Random walk on dynamical percolation in Euclidean lattices: separating critical and supercritical regimes

TL;DR

This paper analyzes the behavior of a random walk on dynamical percolation models in Euclidean lattices, establishing bounds on displacement in critical regimes and demonstrating linear growth in supercritical regimes.

Contribution

It provides new bounds on the mean squared displacement of the random walk in critical regimes and confirms linear growth in supercritical regimes, advancing understanding of dynamical percolation.

Findings

On the triangular lattice, displacement is at most O(tμ^{5/132-ε}) in the critical regime.

On Z^d with d≥11, displacement is at most O(tμ^{1/2} log(1/μ)) in the critical regime.
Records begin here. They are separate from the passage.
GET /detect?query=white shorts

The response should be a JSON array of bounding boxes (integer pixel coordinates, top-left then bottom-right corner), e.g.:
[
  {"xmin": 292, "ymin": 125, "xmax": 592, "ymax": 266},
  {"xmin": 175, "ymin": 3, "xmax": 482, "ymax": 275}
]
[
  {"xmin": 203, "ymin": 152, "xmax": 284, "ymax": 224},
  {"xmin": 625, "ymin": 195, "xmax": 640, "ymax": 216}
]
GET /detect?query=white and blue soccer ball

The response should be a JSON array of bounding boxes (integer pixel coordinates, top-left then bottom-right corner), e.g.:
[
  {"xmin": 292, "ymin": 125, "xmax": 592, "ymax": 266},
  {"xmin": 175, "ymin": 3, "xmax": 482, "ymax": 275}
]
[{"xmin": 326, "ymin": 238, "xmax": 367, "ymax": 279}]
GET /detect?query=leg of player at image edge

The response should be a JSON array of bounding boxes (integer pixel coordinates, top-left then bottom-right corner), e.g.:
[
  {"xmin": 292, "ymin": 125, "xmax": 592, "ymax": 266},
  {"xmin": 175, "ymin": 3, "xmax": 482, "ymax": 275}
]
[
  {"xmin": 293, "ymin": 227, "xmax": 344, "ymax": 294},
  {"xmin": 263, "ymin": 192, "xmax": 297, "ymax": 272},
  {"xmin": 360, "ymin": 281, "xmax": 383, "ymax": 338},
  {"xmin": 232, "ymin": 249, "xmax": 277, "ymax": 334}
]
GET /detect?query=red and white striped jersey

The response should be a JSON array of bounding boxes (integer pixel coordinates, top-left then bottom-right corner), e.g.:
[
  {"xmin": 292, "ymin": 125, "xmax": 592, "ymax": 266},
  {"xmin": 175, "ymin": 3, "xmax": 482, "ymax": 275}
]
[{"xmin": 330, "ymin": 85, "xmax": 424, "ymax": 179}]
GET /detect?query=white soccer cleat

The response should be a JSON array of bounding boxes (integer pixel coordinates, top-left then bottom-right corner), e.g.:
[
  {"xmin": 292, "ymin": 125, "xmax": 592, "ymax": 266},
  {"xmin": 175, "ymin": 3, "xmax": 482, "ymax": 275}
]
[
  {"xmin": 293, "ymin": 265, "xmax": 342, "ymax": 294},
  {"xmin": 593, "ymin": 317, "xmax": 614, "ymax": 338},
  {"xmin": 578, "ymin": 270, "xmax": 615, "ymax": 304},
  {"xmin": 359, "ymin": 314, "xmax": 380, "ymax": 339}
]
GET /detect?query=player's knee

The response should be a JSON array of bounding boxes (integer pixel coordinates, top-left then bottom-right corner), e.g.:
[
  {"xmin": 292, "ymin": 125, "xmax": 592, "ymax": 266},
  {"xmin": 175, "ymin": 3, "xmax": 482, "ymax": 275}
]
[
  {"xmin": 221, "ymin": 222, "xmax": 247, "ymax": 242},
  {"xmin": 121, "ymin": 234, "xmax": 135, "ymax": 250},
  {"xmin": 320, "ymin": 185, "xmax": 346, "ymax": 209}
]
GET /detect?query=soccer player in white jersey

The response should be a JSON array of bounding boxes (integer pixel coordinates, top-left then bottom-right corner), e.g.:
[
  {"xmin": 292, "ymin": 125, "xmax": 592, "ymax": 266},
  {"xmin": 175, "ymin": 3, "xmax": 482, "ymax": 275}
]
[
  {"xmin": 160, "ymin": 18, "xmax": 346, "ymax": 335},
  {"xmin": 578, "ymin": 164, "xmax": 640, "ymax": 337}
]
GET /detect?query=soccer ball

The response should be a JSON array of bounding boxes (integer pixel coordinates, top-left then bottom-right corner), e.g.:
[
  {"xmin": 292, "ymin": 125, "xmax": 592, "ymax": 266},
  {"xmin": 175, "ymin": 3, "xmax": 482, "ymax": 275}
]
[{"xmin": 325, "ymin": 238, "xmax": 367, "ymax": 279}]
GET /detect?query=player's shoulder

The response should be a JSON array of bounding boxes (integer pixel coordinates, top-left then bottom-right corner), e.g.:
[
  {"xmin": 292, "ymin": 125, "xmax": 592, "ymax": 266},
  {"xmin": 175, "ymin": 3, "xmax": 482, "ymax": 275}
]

In the supercritical regime, displacement grows linearly with time, at least ct.

Abstract

We study the random walk on dynamical percolation of $\mathbb{Z}^d$ (resp., the two-dimensional triangular lattice $\mathcal{T}$), where each edge (resp., each site) can be either open or closed, refreshing its status at rate $\mu\in (0,1/e]$. The random walk moves along open edges in $\mathbb{Z}^d$ (resp., open sites in $\mathcal{T}$) at rate $1$. For the critical regime $p=p_c$, we prove the following two results: on $\mathcal{T}$, the mean squared displacement of the random walk from $0$ to $t$ is at most $O(t\mu^{5/132-\epsilon})$ for any $\epsilon>0$; on $\mathbb{Z}^d$ with $d\geq 11$, the corresponding upper bound for the mean squared displacement is $O(t \mu^{1/2}\log(1/\mu))$. For the supercritical regime $p>p_c$, we prove that the mean squared displacement on $\mathbb{Z}^d$ is at least $ct$ for some $c=c(d)>0$ that does not depend on $\mu$.